As AM competitiveness improves, it will continue to penetrate an increasing number of markets. It is too early to know if AM will lead to a new industrial revolution, but some indicators suggest that it might. One of the key signs is the removal of many barriers to entering the product development and manufacturing business. AM offers a reduction of transaction costs and the possibility of decentralization of some types of production. Another sign is an increase in custom product development.

Research in AM has increased dramatically over the past few years, largely due to more public and government interest in the field. This has resulted in increased research activity at “veteran” institutions and in a larger number of research institutions entering the field.
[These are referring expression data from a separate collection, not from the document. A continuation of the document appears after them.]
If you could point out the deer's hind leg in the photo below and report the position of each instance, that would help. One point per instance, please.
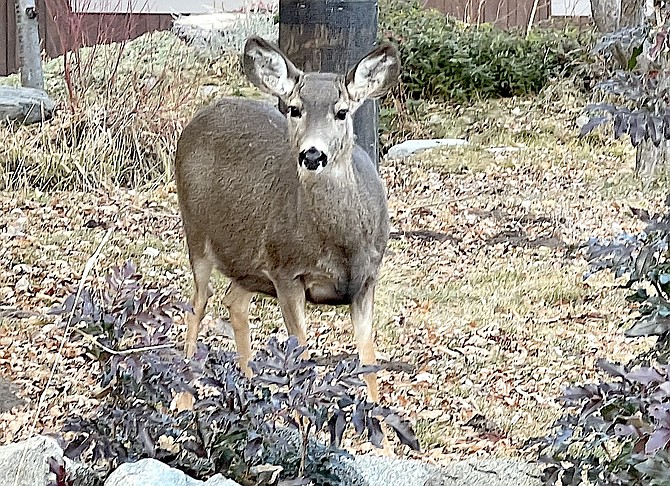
(202, 270)
(362, 316)
(237, 300)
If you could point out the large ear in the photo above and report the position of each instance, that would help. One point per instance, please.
(268, 68)
(375, 74)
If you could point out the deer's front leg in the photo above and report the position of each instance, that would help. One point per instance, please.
(362, 315)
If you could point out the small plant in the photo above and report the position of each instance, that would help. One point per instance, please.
(204, 416)
(645, 260)
(617, 432)
(447, 59)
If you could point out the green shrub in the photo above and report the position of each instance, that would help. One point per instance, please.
(618, 432)
(204, 415)
(447, 59)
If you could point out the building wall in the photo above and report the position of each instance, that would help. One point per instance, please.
(168, 6)
(65, 24)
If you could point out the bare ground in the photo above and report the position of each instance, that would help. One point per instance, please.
(482, 312)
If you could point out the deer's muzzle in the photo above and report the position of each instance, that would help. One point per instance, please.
(312, 158)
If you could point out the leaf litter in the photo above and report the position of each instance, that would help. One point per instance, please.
(482, 315)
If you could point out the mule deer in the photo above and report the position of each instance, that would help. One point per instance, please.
(286, 205)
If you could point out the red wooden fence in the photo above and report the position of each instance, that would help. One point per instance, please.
(62, 30)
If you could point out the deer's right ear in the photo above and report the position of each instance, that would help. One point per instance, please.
(268, 68)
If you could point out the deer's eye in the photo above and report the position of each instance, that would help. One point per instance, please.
(294, 111)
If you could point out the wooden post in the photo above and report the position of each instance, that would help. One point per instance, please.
(332, 36)
(28, 38)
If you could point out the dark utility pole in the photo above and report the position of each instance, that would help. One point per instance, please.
(332, 36)
(28, 39)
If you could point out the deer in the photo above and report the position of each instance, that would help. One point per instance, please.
(286, 205)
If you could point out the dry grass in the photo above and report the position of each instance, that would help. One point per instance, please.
(481, 292)
(118, 117)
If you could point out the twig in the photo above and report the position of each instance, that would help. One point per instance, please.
(87, 269)
(123, 352)
(533, 11)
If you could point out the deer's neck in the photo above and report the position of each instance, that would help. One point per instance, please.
(335, 206)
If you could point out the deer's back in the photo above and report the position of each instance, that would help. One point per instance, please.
(242, 205)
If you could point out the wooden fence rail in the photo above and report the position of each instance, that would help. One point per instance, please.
(62, 30)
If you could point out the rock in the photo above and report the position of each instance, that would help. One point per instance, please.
(27, 464)
(385, 471)
(150, 472)
(8, 398)
(25, 105)
(411, 147)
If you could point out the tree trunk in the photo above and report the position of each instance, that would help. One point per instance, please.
(28, 38)
(332, 36)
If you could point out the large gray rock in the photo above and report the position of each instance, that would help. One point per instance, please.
(27, 464)
(25, 105)
(150, 472)
(411, 147)
(385, 471)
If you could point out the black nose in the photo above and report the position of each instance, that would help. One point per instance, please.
(312, 158)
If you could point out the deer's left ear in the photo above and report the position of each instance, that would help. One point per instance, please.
(375, 74)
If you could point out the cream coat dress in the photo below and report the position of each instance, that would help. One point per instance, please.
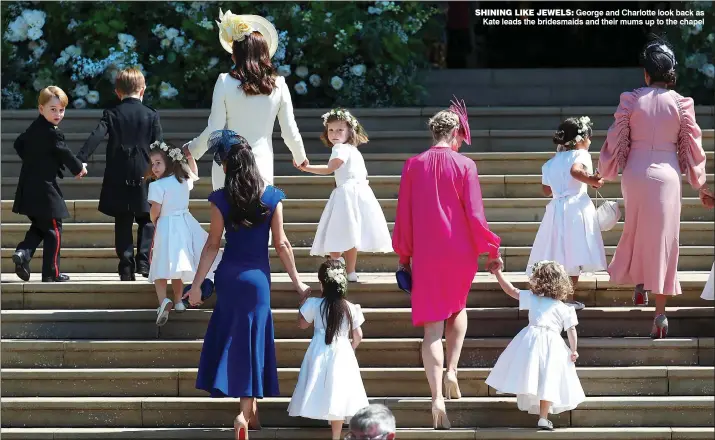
(252, 117)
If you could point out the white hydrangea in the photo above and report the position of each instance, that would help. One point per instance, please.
(708, 70)
(336, 82)
(301, 88)
(127, 42)
(81, 90)
(79, 103)
(284, 70)
(92, 97)
(17, 30)
(302, 71)
(315, 80)
(172, 33)
(167, 91)
(358, 69)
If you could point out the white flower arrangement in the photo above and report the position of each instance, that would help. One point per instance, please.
(342, 115)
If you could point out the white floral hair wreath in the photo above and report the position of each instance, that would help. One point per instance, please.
(176, 155)
(585, 127)
(339, 276)
(342, 115)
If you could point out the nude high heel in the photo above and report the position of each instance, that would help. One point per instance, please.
(451, 386)
(240, 428)
(439, 415)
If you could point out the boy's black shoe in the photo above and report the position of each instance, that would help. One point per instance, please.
(58, 279)
(22, 266)
(143, 270)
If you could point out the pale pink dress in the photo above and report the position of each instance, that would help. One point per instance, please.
(440, 224)
(654, 140)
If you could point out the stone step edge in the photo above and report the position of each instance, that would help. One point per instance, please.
(584, 342)
(606, 433)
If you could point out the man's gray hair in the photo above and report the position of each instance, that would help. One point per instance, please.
(373, 415)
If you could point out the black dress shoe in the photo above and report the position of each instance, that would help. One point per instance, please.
(22, 266)
(143, 270)
(58, 279)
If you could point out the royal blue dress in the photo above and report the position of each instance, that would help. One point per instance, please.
(238, 358)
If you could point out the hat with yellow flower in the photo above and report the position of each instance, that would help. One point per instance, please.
(233, 27)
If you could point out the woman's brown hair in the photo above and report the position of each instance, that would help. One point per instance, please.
(549, 278)
(172, 167)
(253, 65)
(356, 137)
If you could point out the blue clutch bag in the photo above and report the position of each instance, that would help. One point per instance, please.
(404, 280)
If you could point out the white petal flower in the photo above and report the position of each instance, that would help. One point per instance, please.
(358, 70)
(336, 82)
(302, 71)
(79, 103)
(315, 80)
(34, 33)
(92, 97)
(284, 70)
(301, 88)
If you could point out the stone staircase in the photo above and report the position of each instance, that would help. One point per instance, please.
(84, 360)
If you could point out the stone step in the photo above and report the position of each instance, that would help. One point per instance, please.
(664, 433)
(309, 210)
(378, 382)
(320, 187)
(692, 258)
(413, 141)
(102, 291)
(378, 164)
(379, 323)
(692, 411)
(98, 235)
(372, 353)
(373, 119)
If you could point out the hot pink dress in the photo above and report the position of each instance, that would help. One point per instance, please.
(654, 140)
(441, 226)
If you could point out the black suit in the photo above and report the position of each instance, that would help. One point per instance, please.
(132, 127)
(43, 152)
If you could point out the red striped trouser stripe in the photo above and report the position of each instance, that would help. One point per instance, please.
(57, 249)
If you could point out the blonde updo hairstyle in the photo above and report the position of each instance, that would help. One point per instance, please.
(444, 125)
(549, 278)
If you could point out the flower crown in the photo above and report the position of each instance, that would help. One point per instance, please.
(341, 115)
(584, 131)
(232, 27)
(339, 276)
(174, 153)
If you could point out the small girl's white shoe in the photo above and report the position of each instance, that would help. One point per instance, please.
(162, 314)
(545, 425)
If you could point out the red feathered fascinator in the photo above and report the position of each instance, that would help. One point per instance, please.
(460, 109)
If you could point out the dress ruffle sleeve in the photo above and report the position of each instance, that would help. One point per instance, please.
(402, 233)
(614, 152)
(691, 156)
(484, 240)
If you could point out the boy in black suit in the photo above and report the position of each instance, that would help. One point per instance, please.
(132, 127)
(43, 152)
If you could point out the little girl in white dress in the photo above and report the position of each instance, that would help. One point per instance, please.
(569, 232)
(329, 384)
(178, 237)
(537, 365)
(353, 219)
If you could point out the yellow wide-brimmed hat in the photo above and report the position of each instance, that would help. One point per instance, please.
(234, 27)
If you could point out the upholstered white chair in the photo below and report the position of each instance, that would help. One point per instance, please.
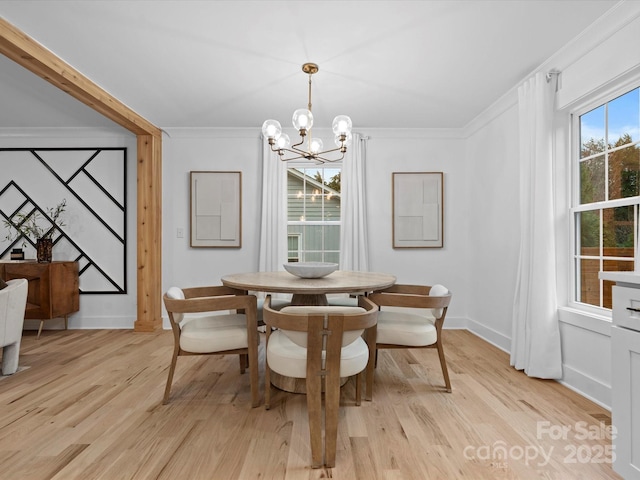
(320, 344)
(214, 321)
(411, 316)
(13, 301)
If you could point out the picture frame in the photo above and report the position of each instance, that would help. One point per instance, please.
(418, 209)
(216, 209)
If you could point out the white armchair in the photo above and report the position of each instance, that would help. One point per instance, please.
(13, 300)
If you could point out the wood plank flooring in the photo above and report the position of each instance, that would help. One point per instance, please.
(89, 407)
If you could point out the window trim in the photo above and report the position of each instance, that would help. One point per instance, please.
(605, 96)
(301, 248)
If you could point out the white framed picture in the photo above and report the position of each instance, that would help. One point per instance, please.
(216, 209)
(418, 206)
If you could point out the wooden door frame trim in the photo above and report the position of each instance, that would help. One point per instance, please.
(28, 53)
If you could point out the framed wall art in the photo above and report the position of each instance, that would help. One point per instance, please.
(418, 205)
(216, 209)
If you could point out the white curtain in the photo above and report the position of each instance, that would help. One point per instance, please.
(354, 252)
(273, 231)
(535, 343)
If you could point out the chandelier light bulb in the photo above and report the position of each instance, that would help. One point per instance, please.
(341, 125)
(308, 147)
(302, 119)
(316, 145)
(271, 129)
(347, 141)
(283, 141)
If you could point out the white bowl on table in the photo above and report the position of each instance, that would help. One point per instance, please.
(310, 269)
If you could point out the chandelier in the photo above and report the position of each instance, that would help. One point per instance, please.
(303, 121)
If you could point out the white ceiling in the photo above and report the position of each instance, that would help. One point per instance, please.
(387, 64)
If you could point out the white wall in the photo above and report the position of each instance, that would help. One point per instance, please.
(493, 233)
(479, 259)
(237, 150)
(603, 59)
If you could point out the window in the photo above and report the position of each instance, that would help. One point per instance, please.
(313, 206)
(605, 207)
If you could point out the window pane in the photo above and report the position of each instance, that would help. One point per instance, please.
(618, 231)
(613, 266)
(592, 132)
(624, 119)
(592, 180)
(332, 237)
(624, 168)
(314, 196)
(589, 223)
(589, 282)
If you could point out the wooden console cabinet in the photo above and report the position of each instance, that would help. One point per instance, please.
(53, 288)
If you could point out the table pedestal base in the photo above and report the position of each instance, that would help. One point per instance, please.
(306, 299)
(294, 385)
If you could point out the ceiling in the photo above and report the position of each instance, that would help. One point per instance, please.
(387, 64)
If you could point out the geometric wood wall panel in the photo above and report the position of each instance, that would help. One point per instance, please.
(93, 181)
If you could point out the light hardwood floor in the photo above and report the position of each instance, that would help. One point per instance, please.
(89, 407)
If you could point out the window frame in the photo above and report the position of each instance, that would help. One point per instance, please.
(302, 252)
(604, 98)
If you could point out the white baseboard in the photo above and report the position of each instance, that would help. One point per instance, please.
(586, 386)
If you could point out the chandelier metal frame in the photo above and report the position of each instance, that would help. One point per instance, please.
(303, 122)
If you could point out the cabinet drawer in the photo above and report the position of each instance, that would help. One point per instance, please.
(626, 307)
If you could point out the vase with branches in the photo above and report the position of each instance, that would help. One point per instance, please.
(37, 226)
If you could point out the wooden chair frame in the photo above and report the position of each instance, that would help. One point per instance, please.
(415, 296)
(324, 332)
(216, 298)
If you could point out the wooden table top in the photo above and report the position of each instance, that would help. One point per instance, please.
(340, 281)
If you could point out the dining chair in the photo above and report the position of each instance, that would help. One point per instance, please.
(321, 344)
(214, 320)
(411, 316)
(13, 300)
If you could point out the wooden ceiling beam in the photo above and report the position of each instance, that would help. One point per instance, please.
(28, 53)
(31, 55)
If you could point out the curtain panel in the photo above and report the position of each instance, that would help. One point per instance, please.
(535, 341)
(354, 249)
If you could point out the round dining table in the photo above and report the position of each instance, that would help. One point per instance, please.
(307, 291)
(310, 291)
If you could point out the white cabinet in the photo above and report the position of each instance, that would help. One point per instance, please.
(625, 380)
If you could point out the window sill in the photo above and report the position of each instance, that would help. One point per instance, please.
(589, 321)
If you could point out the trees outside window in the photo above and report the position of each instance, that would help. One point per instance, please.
(605, 209)
(313, 209)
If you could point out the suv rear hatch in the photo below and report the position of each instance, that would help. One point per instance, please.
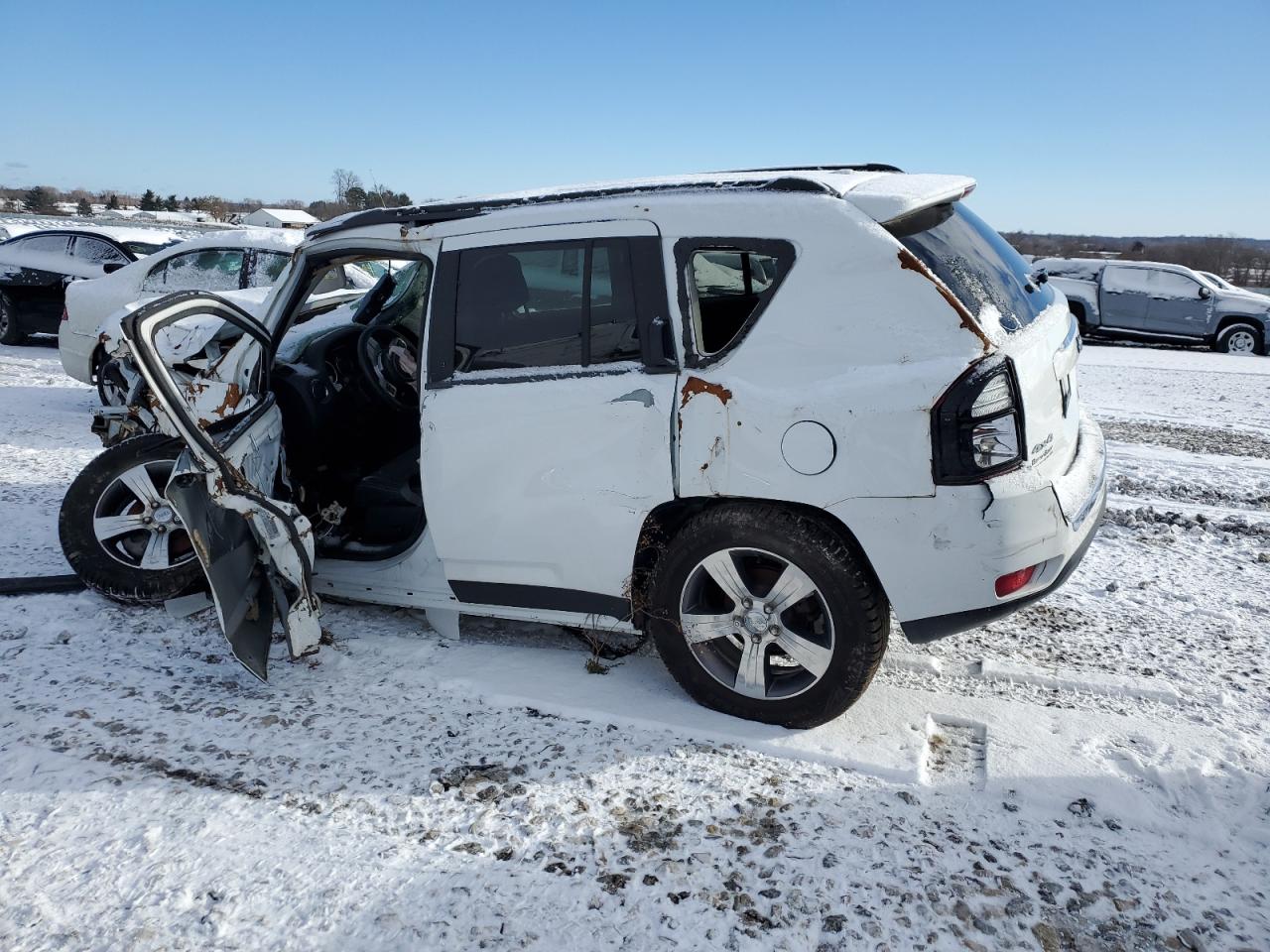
(1025, 320)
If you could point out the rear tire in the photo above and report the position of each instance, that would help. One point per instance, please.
(10, 330)
(117, 565)
(839, 627)
(1239, 339)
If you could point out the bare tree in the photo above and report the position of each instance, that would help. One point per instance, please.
(343, 179)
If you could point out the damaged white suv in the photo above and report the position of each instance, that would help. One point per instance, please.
(749, 413)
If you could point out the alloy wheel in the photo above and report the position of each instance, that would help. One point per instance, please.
(1241, 341)
(757, 624)
(136, 526)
Many more institutions have added AM capabilities over the past year, and more research is being conducted at national laboratories and other government-sponsored facilities around the world.

Investment is an important element in building the AM ecosystem. Large global companies are now investing significant amounts in AM. Alcoa announced that it would spend $60 million to expand an R&D center to include the development of AM methods and materials. Major OEMs have made big commitments to AM production processes. In 2016, for example, Stryker announced that it would spend nearly $400 million to build a facility for the production of titanium orthopedic implants by AM. 

Future growth will come on several fronts. Applications in existing markets will increase incrementally and steadily. Production applications will expand, first in the aerospace, medical, dental, and motor sports industries, as well as in some niche consumer sectors, such as jewelry. The next big prospect will be the automobile sector, followed by industrial vertical markets. Entirely new opportunities will arise in many traditionally “non-industrial” markets. Examples are fashion, textiles, eyewear, footwear, and food products.